BCS Championship 2012: Brad Wing and Unheralded Players That Will Decide Title

Mike ChiariFeatured ColumnistJanuary 3, 2012

Everybody already knows about players like Trent Richardson and Tyrann Mathieu, and they are sure to play a major role when the No. 1 LSU Tigers meet the No. 2 Alabama Crimson Tide in the BCS National Championship Game. It isn't always a big-name player that decides a big game, however.

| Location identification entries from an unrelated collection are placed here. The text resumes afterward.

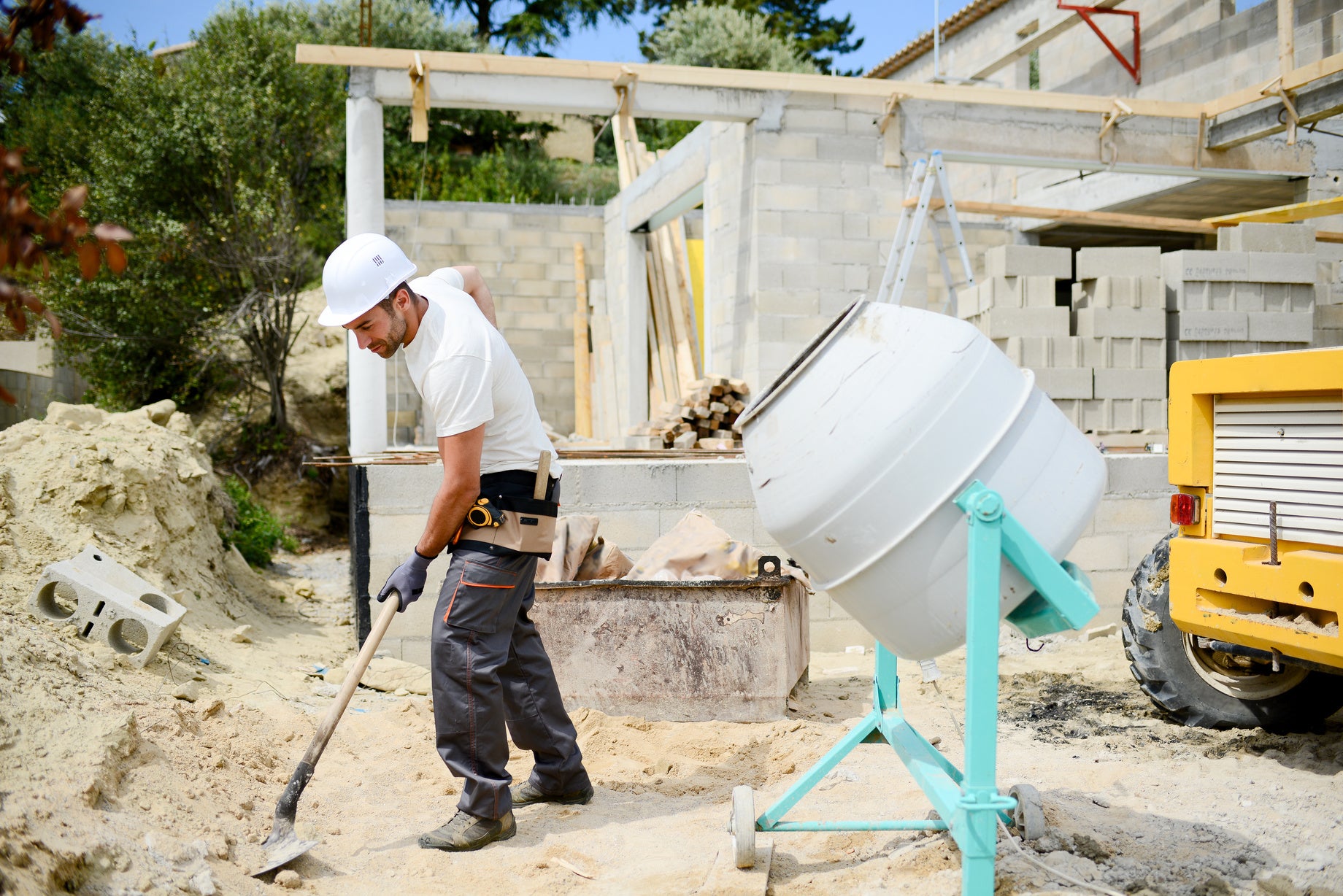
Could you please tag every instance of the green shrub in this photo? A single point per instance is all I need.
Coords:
(257, 531)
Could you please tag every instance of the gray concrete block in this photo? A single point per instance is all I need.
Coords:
(1282, 327)
(1036, 292)
(1267, 238)
(1042, 351)
(1123, 352)
(1127, 515)
(967, 301)
(402, 488)
(1128, 261)
(1001, 323)
(1213, 327)
(719, 482)
(1064, 382)
(1093, 323)
(1328, 317)
(1099, 552)
(1255, 268)
(1029, 261)
(1136, 476)
(104, 600)
(1120, 383)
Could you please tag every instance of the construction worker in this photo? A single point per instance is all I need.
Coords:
(489, 667)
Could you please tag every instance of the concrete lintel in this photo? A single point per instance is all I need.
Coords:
(1315, 104)
(671, 177)
(571, 96)
(1071, 140)
(1100, 191)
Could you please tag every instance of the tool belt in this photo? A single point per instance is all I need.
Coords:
(507, 517)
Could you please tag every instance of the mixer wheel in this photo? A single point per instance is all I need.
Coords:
(1029, 814)
(743, 825)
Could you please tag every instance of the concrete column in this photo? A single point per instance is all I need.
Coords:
(364, 214)
(636, 333)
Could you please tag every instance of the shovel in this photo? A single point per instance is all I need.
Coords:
(284, 844)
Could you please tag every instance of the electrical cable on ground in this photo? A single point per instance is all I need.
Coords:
(1048, 870)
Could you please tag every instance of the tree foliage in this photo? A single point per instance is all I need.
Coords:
(820, 36)
(28, 238)
(723, 38)
(227, 161)
(539, 23)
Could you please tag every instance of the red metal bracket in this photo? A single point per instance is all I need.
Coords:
(1134, 67)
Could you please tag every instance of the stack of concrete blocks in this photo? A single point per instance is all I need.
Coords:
(1328, 296)
(1015, 305)
(1119, 327)
(1255, 295)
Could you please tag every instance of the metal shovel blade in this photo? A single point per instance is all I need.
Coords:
(282, 846)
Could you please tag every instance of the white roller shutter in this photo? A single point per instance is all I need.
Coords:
(1279, 449)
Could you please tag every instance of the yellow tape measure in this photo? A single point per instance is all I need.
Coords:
(484, 515)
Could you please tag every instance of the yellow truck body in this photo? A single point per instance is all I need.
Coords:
(1247, 431)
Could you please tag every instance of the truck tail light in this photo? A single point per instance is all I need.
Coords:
(1183, 509)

In every sport there have been anonymous players who have either come up big or small in a title game in important moments. In all likelihood, one or more unheralded players will have that type of chance on Jan. 9. Here are three little-known players that will be major deciding factors in the BCS  National Championship Game.


RB Alfred Blue, LSU

While the two-headed monster of Michael Ford and Spencer Ware have carried the LSU offense for much of the season, a new player has emerged in recent weeks. Sophomore running back Alfred Blue is a 6'2", 215-lb. bruiser who has rushed for 287 yards and three touchdowns in his past three games played. The impressive thing is that he has done so without getting more than nine carries in a game.

With so many great players in the backfield, Blue often gets lost in translation. Blue wasn't used at all when the Tigers beat the Tide 9-6 earlier in the season, but I think that will change in the national championship game. If anybody can run through the rough-and-tumble Alabama defense it's Blue, and I believe he will get a chance to prove it.


K Cade Foster, Alabama

When it comes to field goals from less than 40 yards, the Crimson Tide have one of the most accurate kickers in college football in Jeremy Shelley. The issue, however, is that Shelley simply doesn't have the range to kick field goals much longer than that. Because of that, Alabama likes to use Cade Foster from long range.

Foster may have the range to get the ball there from beyond 40 yards, but his accuracy is severely lacking as evidenced by his 22 percent conversion rate this season. His biggest failure came earlier in the year against LSU as he made one of two field goals from 40 to 49 yards, and missed both attempts from beyond 50 yards. Because of how good LSU's defense is the Tide will likely have to settle for some long field goals, that means that Foster will have to be much better.

P Brad Wing, LSU

He may not have been a finalist for the Ray Guy Award, but I don't think it is a stretch to call Brad Wing the best punter in college football. Wing averaged over 44 yards per punt this season and routinely pinned opponents inside their own 20. As good as the Tigers' defense has been all year long, one of the reasons for that is Wing putting them in a position to succeed.

In what is sure to be a defensive battle, field position will be of the utmost importance in the title game. This puts Wing at the forefront since he can flip the field in LSU's favor and force Alabama to start deep inside its own territory. If Wing kicks the way he has all season long, then it will give the Tigers a major advantage that could be invaluable.